Here's what inspired this ultra-approachable upgrade:
Unfortunately, I have a tiny kitchen... as in "two's a crowd" kind of tiny. Cabinets on top, limited counter space and cabinets on the bottom. Pretty standard and does the job, usually. I've been wanting to do something to try and open the space up a little more (without knocking down a wall) and settled on the idea of taking the doors off of the cabinets above the sink. My kitchen has two large cabinets above the sink where plates and glassware (and a few other odds and ends) are stored.
When I cook, do the dishes, or grab some late night water, I am surrounded by a claustrophobic set of white cabinet doors. I thought if I took the doors off to provide depth, it would make the room seem a little bit bigger.
This looks fantastic! And it achieves Darling Minimalism, which is a rare and difficult feat. The wallpaper is cute and folksy, but its black-and-white palette keeps it clean and simple. Similarly, the dishes are stacked in a cozy jumble, but the fact that they're monochromatic keeps things minimal. All of the wooden provide organic warmth, and clean modern lines.
Cody Czmyr of The Mystic Avenue is responsible for this low-cost makeover and achieved it through that tried-and-true renovation approach, "Make a Dramatic Step to Force Yourself to Continue":
The process was very simple. I had to start with taking the doors off. I had been thinking about this for a long time and finally came home after work and did it. I figured if I took the doors off, then I needed to finish the project. That weekend I went and bought a pint of white paint, matched as best as I could to the existing color, and a few brushes for $22. I was able to secure the wallpaper from work so that didn't cost me anything. Once I started the project, it took a total of two hours. Because the surface of what I was painting was small, it dried quickly and with three coats. The wallpaper was pre-pasted so I only needed water for that. Luckily for me, the project was quick and easy.
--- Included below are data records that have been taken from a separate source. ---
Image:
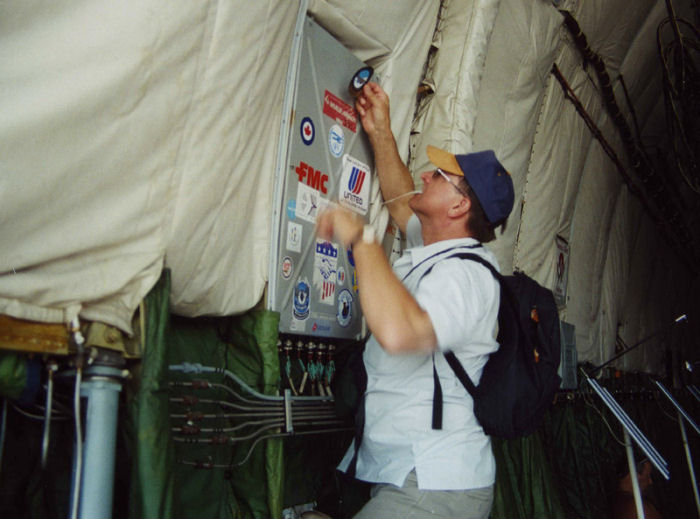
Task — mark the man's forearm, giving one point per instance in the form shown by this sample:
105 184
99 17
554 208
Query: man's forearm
393 315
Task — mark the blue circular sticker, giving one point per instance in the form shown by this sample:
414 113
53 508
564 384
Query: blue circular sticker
301 300
307 130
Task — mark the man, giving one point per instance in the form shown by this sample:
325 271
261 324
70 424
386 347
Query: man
420 471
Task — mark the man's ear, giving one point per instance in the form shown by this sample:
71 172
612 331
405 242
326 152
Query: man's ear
460 208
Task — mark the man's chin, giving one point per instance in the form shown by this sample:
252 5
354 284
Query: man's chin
413 200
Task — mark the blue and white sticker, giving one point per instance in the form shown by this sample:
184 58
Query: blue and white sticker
287 267
294 232
355 185
307 130
301 300
336 140
344 315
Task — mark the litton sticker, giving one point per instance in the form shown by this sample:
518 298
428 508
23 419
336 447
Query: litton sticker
354 185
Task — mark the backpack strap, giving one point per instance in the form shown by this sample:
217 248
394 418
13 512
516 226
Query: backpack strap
475 246
450 357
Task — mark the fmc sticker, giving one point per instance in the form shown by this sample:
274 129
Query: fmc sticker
354 185
339 111
312 177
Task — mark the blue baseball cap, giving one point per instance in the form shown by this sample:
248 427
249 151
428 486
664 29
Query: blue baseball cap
489 180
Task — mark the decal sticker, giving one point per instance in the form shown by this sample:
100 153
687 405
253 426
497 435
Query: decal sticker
325 267
336 140
296 325
354 185
339 111
301 300
294 236
312 177
310 203
307 130
351 258
287 267
320 326
344 314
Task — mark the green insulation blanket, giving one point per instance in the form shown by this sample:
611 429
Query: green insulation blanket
13 374
165 484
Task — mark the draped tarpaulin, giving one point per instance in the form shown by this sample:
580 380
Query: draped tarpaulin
163 488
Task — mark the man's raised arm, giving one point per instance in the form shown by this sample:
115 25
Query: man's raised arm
394 178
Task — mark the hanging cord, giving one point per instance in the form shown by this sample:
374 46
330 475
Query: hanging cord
79 342
3 429
680 88
654 183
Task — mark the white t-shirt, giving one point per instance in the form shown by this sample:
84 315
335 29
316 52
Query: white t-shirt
461 297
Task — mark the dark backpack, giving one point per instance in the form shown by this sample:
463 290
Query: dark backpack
520 379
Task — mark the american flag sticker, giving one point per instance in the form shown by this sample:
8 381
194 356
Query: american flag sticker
325 270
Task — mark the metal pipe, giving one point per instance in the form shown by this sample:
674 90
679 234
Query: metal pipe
633 476
100 444
689 459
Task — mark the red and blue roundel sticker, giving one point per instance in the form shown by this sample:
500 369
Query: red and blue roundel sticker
307 130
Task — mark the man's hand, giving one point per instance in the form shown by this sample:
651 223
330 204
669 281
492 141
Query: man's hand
394 178
373 106
339 224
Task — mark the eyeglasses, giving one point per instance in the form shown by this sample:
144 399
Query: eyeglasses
440 173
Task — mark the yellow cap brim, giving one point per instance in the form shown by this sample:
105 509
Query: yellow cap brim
444 160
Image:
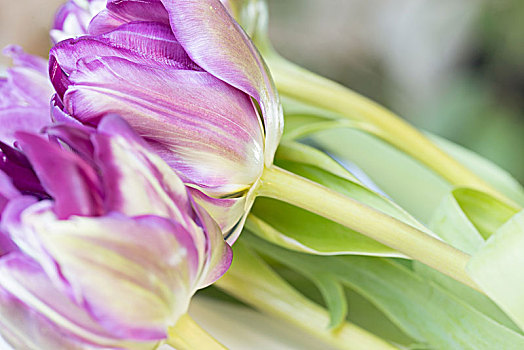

Almost all projects have an awkward stage, and this was Cody's. Fortunately, the dishes and glassware are attractive—especially the cake stands—so the shelves still look decent. But here's a piece of advice:
Do your homework. Make sure you know exactly what you want to do before you start doing it. When I took the doors off of the cabinets, I wasn't ready to finish and had doorless cabinets for two weeks and it looked bad. Also, don't be afraid to try something new. As long as it is only cosmetic, it can always be fixed.
Ah, this is so soothing. It makes me want to give every aspect of my life a fresh coat of paint and a pretty piece of wallpaper.
The true test of open shelving is if it looks good with things on it, especially a real amount of everyday items. It's easy to attractively style a shelf with a pitcher, a cake stand, and three objets, but it's a whole different game to use open to actually store your dishes and have it look this good. Well done! Fortunately, Cody is pleased as well:
I love how the cabinets turned out. It's so much more open and bright. I cleaned up the plates and glasses and now it looks beautiful and organized. The colors of whites blend well together and the wallpaper adds a bit of fun and depth to the room. When I go into my kitchen, while it is still small, it feels like I have a little more room to breathe.
Thank you, Cody Czmyr of The Mystic Avenue!